Women’s World Cup Kicks Off

Switzerland plays The Netherlands in a Women’s World Cup qualifier, 2018

This month in Paris, 552 women soccer players representing 24 countries kick off the 2019 FIFA Women’s World Cup—and records are expected to shatter. According to FIFA, ticket sales have soared. The opening match, two semifinals, and the final are sold out—all tickets bought within 48 hours of going on sale. Meanwhile, television executives expect to surpass the previous record of 750 million viewers—possibly up to 1 billion viewers worldwide.

There’s a lot of action to watch. In four weeks over 52 games, teams from Europe, Asia, Africa, South America, North America and the Caribbean, and Oceania will play round-robin style in six groups. The top two teams from each group advance, as do the top four of all third-place teams. From there, only the winning team advances to the next round.

Who’s favored to win? The U.S. Women’s National Team (USWNT) is the world’s top-ranked team with three Women’s World Cup titles. However, Japan has reached the past two finals, Germany has always had a strong team, and The Netherlands won the last European Championship. Still, host country France is a strong favorite to take the trophy and $30 million—double the prize money of the 2015 tournament.

Watch for stellar play from the world’s best women players. The U.S. team has two powerhouses: Carli Lloyd, who pulled off a 13-minute hat-trick in the 2015 World Cup final, and Alex Morgan. Meanwhile, striker Vivianne Miedema of The Netherlands is considered the best in the world, as is teammate midfielder Lieke Martens. Australia’s captain, Sam Kerr, is another strong player to watch.

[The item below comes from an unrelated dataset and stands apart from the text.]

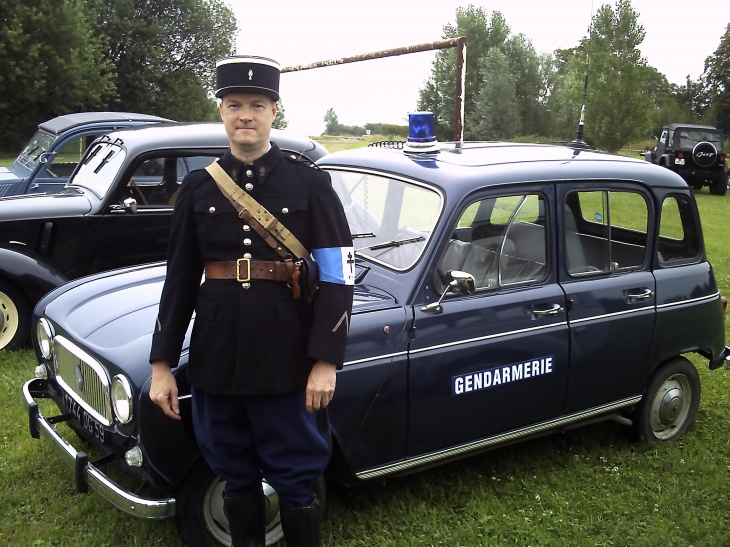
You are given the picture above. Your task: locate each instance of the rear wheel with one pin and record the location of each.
(669, 407)
(14, 317)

Women’s World Cup soccer (or “football,” depending on where you live in the world) has come a long way since its debut in 1991 as the FIFA World Championship for Women’s Football for the M&M’s Cup. Before then, women played mostly in unofficial international tournaments. Over the last three decades, women’s teams have broken attendance and television viewing records while inspiring generations of young girls to play the beautiful sport.